From Adele's perspective, her mother, desperate and disoriented, beaten and bruised by johns from the neighboring base, begins to increasingly resemble the soucouyant. Meanwhile, the seven-year-old Adele is being groomed for prostitution by a soldier from the base, who plies her with "[t]reasures from afar," including a "package of chewing gum," a "thin bar of milk chocolate," and signifiers of cultural imperialism that include a postcard of Lake Superior in the US and images of Hollywood stars (Chariandy, Soucouyant 188). But "[m]ost startling of all" is an apple the soldier offers Adele. "[W]rinkled and bruised," the apple, which seven-year-old Adele views as a "promise that something else is possible," foreshadows the decline that awaits her if she follows her mother's path into prostitution (188). When neighbors get inklings of the girl being groomed by soldiers, their demonization of Adele's mother only intensifies. "You training her good, yes, you old whore? You teaching her all you tricks with the soldiers," proclaims one (189). Her mother's attempts to warn Adele—"You are never, ever, to talk with those people or accept anything they offer you"—escalates into a confrontation in which a cooking pot is upended, sending the "thin porridge spill[ing] out upon the floor" (189). Desperately scrabbling to "shovel back in what she can" (189), Adele's mother is further aligned with the soucouyant.

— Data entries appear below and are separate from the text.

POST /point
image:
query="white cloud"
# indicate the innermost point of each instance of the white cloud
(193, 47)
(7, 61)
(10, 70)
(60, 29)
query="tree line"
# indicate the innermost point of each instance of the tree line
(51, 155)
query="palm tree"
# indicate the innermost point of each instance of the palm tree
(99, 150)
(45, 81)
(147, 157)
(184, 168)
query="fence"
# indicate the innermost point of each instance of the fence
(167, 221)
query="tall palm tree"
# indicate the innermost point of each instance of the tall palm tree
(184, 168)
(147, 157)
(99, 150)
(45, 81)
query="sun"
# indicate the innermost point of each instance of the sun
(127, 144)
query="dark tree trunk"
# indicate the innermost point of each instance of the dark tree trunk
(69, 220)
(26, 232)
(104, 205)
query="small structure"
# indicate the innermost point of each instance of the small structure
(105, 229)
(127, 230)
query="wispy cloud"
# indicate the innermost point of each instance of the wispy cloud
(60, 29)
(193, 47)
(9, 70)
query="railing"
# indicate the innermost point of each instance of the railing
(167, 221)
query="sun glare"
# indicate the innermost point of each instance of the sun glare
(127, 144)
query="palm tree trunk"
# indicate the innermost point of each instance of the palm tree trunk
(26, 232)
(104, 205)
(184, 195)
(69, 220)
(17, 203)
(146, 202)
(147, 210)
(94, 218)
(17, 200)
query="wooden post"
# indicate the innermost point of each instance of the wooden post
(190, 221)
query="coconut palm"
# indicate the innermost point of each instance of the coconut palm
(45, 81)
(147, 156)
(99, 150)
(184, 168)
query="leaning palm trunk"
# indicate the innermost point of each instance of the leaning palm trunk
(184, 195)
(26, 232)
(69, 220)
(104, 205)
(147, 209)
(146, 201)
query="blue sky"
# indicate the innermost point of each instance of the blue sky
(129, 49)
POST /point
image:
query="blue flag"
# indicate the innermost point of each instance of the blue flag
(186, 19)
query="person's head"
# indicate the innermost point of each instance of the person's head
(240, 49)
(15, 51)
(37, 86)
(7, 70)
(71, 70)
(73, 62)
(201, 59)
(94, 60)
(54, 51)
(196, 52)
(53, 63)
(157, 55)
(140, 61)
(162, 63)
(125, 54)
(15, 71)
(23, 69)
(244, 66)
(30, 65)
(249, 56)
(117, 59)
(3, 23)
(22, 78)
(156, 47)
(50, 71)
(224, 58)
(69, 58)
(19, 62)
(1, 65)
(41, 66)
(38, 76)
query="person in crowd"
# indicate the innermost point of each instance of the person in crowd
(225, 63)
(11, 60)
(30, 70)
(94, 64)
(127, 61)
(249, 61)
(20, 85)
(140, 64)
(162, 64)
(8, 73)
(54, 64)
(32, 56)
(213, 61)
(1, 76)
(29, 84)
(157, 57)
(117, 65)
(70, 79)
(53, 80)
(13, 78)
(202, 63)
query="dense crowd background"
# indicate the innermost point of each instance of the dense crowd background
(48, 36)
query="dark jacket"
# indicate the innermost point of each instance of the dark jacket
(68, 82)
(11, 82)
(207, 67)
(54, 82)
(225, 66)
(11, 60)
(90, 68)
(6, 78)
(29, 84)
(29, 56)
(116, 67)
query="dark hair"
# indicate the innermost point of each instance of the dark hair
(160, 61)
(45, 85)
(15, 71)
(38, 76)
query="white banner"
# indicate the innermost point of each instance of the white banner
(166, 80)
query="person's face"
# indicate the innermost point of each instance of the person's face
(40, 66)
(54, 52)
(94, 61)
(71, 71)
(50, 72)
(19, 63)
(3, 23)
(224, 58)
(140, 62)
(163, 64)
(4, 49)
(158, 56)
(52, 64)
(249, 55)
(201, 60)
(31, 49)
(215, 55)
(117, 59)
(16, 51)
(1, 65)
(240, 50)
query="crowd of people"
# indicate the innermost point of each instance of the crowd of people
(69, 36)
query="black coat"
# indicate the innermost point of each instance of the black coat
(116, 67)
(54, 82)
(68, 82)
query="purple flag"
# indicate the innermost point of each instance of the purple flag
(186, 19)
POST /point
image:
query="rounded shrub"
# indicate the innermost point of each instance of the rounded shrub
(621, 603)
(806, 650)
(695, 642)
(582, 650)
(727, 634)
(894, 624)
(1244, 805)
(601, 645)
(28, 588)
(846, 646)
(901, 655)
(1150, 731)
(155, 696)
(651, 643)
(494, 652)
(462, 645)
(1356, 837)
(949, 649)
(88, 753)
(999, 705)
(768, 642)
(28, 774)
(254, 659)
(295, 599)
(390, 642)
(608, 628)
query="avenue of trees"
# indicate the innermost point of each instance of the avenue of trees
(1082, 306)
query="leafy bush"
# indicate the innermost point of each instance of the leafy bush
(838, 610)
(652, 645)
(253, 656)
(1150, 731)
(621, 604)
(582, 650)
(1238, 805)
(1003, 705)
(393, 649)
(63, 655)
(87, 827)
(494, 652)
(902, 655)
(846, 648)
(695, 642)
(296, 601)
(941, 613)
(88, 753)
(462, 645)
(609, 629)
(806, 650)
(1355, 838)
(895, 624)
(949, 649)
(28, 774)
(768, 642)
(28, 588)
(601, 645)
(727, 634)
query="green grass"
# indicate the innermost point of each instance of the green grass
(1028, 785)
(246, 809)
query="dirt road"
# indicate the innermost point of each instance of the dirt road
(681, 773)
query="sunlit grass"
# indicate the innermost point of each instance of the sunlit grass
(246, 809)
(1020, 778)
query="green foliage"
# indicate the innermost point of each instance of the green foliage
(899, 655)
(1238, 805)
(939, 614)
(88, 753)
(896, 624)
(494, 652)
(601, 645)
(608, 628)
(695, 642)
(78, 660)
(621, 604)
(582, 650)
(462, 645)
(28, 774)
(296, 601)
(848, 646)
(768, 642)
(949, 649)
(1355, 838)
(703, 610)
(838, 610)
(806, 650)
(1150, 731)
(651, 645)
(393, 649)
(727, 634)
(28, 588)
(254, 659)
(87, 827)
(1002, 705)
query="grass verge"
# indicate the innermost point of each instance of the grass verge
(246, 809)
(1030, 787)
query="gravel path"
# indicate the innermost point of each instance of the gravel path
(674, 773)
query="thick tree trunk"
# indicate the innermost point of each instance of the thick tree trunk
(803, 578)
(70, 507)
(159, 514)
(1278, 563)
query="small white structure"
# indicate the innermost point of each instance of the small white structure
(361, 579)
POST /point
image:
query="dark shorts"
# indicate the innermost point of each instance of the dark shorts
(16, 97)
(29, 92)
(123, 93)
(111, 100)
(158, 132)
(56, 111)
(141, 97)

One way to recognize the soucouyant, the narrator notes, is by "scattering some rice where you think she'll pass by after her raids at night," as the "soucouyant will halt and feel compelled to count every single grain" (135). The scene with the porridge implicitly represents the soucouyant as the scapegoat for imperialism and global [End Page 93] capitalism, which destroy Indigenous economies, displacing entire communities and forcing children and adults alike into prostitution.5

The soucoyant is closely linked to Adele's exposure to and encounters with neocolonialism, racism, alienation, and poverty. Her lived experiences, as Elena Machado Saez observes, have been shaped by "the Caribbean economy of neocolonialism. That economy drives the exploitation of the Caribbean female body" (77). The scene in which both Adele and her mother are permanently scarred and disfigured represents the soucouyant as the end product of the US military's transformation of Carenage into a toxic petrochemical resource colony. As the conflict escalates, Adele's mother chases after her, following her to the base, where Adele seeks refuge from the soldier. The child no longer recognizes her mother as human; her mother is reduced in her gaze to a mere textile, a "chiffon gown," a "garment without a body" (Chariandy, Soucouyant 191). As "[t]he dress wheels to face the soldiers," turning the logic of soucouyant on its head, "[i]t shouts and lays accusations" at the soldiers who encircle mother and child and are "milling about to take in the sport. It calls men by name and shames them and charges them with stupidity and cruelty. It shouts out their unfaithfulness, the helplessness of their bodies, the lies of their manhood…. 'You lies,' she screams. 'You lives of comforting lies'" (192). As the men are metonymically reduced in the mother's rage to mere laughter, and subsequently "an uneasiness growing into malice," one of the soldiers, "[g]iggling like an idiot," tosses a bucket of "water filled with oil and tar and solvents," that hits her mother, "splash[ing] on Adele" (192). In an attempt to escape "from this creature" (192), her mother, Adele is weaponized. Using the lighter gifted to her by the soldier and would-be john, "in a miraculous achievement of agility and determination" (192), she sets the dress-mother alight, transforming the two of them into a ball of fire, the distinctive mark of the soucouyant. The scene is punctuated by a question posed by one of the soldiers—"What's wrong with these people?" (193)—that only reinforces the mother's critique of the soldiers' "lives of comforting lies" and the status of the soucouyant as a scapegoat for capitalism and colonial violence and exploitation. [End Page 94]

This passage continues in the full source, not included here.